Catholic at Home: Carrying the Crosses of Others
I recently received real help in the thick of a personal difficulty. The support came from a dear friend, who happily gave of herself so I could experience restoration. This kind of help calls for self-sacrifice and encountering real pain, but ultimately yields a deeper love and understanding for the other person.
In order to truly help someone else bear their difficulties, we have to get close to their suffering. Consider Simon of Cyrene.
Simon was a bystander, someone in the crowd watching Jesus on the road to Calvary. Forced to assist Jesus by the Roman soldiers, the only way for Simon to help was to be in close proximity to Him. Trudging on the road and hefting the cross, he could smell the sweat, dirt and blood on the Lord. Simon could hear His labored breathing amid the crowd’s cries, all while the heavy load and midday sun compounded the difficulty. Though he couldn’t fully relieve Jesus of His suffering, Simon made it more bearable. With Simon’s help, Christ went on.
GET CLOSE TO SUFFERING
We know of trials and pain across the globe, but we don’t have to look so far to witness and help with another’s suffering. In this imperfect world, everyone has some difficulty to endure, including those under our own roofs.

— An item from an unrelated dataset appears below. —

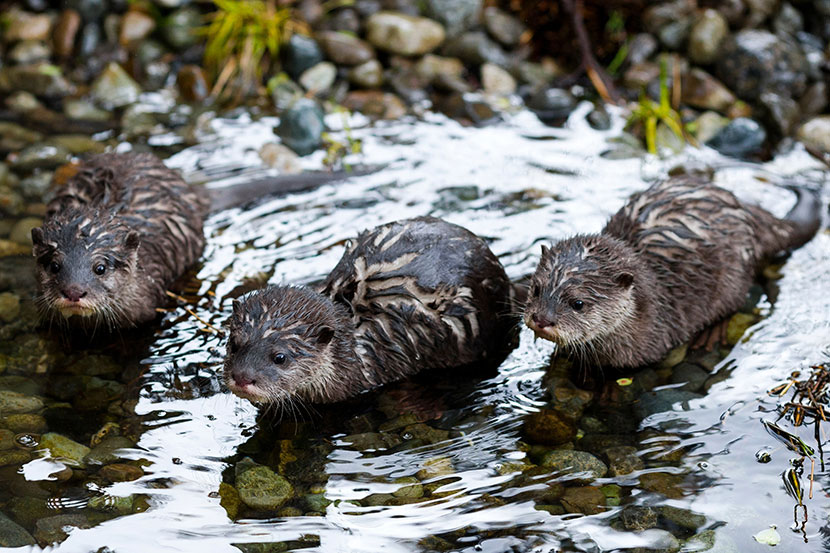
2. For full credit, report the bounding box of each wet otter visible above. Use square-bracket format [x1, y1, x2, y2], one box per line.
[524, 178, 822, 368]
[224, 216, 515, 405]
[31, 152, 362, 329]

My 11-year-old son has Autism and Tourette’s Syndrome. The world holds challenging experiences for him, full of nuances he struggles to understand, and people who struggle to understand him. I can’t take his crosses away, but I can help carry them by adjusting how I communicate with him and interpret the world for him.
Like most of us, my husband endures challenges in his career and parenthood. Though I have a front row seat to his ups and downs, he shoulders much of the stress on his own. The way out of his challenges is through them, however, so I buoy his heart through hot cups of coffee, and, when he asks, an ear to hear the things that weigh on him.
In His infinite wisdom, God blessed you with each member of your family to accompany you on your path to heaven. Likewise, He chose you to walk with them and be a channel of His love and mercy in their lives, to bear their suffering with them. I can’t take away my family’s difficulties, but, like Simon of Cyrene, I can draw near to them and lighten their loads.
AND WHAT’S THE RESULT?
In my own life, when others have reached out to me in empathy and care, not only do I feel upheld, I feel seen. I feel considered and loved. My friend recently volunteered to take care of my children during a challenging time. While they were in her care, I was able to go to spiritual direction. When I picked them up, there was a hot, homemade dinner waiting on me. The relief I felt from my friend’s support gave me strength, and I knew the Lord was loving me through her.
But what if someone suffering doesn’t want help? After all it’s their prerogative to make themselves vulnerable enough to accept support. Though it may cause some heartache to hold ourselves back when the ones we love don’t want our help, the very best love we can offer is prayer.
Years ago I read that “to trust in God is one’s highest wisdom and deepest consolation.” If we entrust ourselves and our families to the love and mercy of Jesus, they will be in the greatest hands possible. To do so is to imitate Christ, Whose love is not forceful, but powerful in its gentleness.
Let’s pray we can do our best impressions of Simon of Cyrene and help others in a way that is life-giving and supportive.